To address this lack of understanding, the authors have observed the elastic deformation of a gel solid under a droplet of water in air and developed a linear elastic theory which describes their observations well for displacements out of the plane of the solid substrate. The deformations of the solid were observed by embedding fluorescent beads in the gel at two planes, the interfacial one and 3μm below it, and monitoring their position with microscopy in the presence and absence of the drop. Their observations are recorded in Figure 2.

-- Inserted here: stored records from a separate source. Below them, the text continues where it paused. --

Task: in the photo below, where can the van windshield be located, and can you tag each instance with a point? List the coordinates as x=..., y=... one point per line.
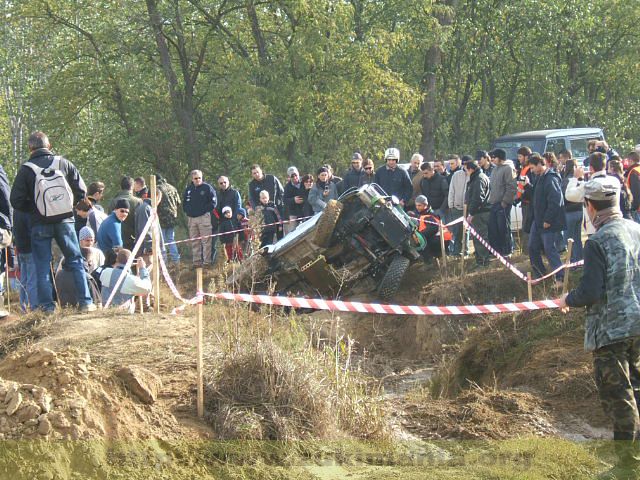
x=512, y=146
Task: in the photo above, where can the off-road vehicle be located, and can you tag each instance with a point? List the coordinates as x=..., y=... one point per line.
x=364, y=238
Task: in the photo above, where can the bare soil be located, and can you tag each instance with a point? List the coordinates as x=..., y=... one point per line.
x=498, y=377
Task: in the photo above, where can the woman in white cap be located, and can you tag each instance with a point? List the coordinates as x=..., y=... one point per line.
x=93, y=256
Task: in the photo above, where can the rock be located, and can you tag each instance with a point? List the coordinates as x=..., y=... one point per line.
x=59, y=420
x=13, y=401
x=28, y=411
x=65, y=378
x=142, y=383
x=44, y=425
x=41, y=357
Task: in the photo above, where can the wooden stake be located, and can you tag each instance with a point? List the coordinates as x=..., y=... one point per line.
x=6, y=261
x=200, y=399
x=463, y=250
x=442, y=247
x=155, y=248
x=565, y=284
x=140, y=297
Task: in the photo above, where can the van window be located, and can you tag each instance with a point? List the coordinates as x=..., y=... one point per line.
x=555, y=145
x=579, y=147
x=511, y=147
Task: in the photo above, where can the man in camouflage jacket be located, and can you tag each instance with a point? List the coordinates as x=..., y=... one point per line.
x=610, y=289
x=168, y=216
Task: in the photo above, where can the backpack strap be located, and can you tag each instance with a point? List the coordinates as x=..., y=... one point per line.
x=36, y=169
x=55, y=165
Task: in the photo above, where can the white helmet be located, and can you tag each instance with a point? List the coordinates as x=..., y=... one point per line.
x=392, y=153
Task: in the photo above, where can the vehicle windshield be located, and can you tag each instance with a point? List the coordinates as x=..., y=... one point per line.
x=512, y=146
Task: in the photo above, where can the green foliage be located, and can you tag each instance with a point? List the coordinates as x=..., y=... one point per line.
x=134, y=87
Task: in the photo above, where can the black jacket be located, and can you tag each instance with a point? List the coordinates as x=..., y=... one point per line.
x=22, y=191
x=228, y=225
x=477, y=194
x=228, y=198
x=351, y=179
x=548, y=203
x=291, y=208
x=22, y=231
x=199, y=200
x=436, y=189
x=395, y=182
x=269, y=183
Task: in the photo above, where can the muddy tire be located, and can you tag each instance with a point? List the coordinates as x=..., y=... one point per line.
x=327, y=223
x=390, y=283
x=251, y=271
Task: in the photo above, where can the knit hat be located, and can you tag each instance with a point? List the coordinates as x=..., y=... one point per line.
x=603, y=188
x=392, y=153
x=122, y=203
x=86, y=234
x=481, y=154
x=498, y=153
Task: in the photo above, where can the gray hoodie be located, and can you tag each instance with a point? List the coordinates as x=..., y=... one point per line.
x=503, y=184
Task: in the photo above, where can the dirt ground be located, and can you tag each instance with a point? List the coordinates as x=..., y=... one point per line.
x=463, y=378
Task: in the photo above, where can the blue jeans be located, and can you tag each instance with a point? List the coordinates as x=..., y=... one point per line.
x=500, y=229
x=540, y=240
x=28, y=285
x=574, y=231
x=65, y=236
x=169, y=236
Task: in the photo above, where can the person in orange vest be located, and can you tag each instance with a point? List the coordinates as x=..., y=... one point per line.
x=633, y=182
x=429, y=227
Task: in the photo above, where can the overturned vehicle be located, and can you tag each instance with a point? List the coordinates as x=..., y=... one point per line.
x=363, y=241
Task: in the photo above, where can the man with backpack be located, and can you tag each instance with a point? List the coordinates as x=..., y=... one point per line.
x=47, y=187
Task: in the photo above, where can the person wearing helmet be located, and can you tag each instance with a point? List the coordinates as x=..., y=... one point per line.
x=394, y=180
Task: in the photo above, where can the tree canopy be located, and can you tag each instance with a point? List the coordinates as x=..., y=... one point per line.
x=124, y=86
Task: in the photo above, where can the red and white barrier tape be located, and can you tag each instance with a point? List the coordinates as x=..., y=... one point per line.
x=502, y=260
x=377, y=308
x=514, y=269
x=281, y=222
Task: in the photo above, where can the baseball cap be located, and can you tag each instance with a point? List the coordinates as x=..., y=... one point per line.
x=498, y=153
x=392, y=153
x=602, y=188
x=481, y=154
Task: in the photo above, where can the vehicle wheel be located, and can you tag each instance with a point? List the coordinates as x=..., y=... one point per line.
x=327, y=223
x=392, y=278
x=251, y=271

In previous work, the authors have solved the linearized displacement equation for an isotropic elastic solid of finite thickness. An infinite thickness solution had been presented before by Boussinesq, which however predicted a divergence of the displacement at infinite distances from the contact angle; introducing a finite thickness in the problem prevents this divergence and provides a more physical result. To this equation they have now additionally incorporated a term that accounts for the energy cost due the creation of additional surface area when the solid is deformed; this amendment resolves an additional peculiarity of the Boussinesq solution, which was associated with the stress in the solid at the contact line. The solution of this newly presented equation provides a theoretical prediction for the displacement profile of the gel substrate around the contact line in the directions tangential to the contact line and perpendicularly to the solid interface. The agreement between this calculation and data on the perpendicular displacement is excellent; deviations from the behavior of the system in the tangential direction are still noticeable. Pinning of the droplet on the gel surface and viscous drag near the contact line are two factors that might account for this discrepancy.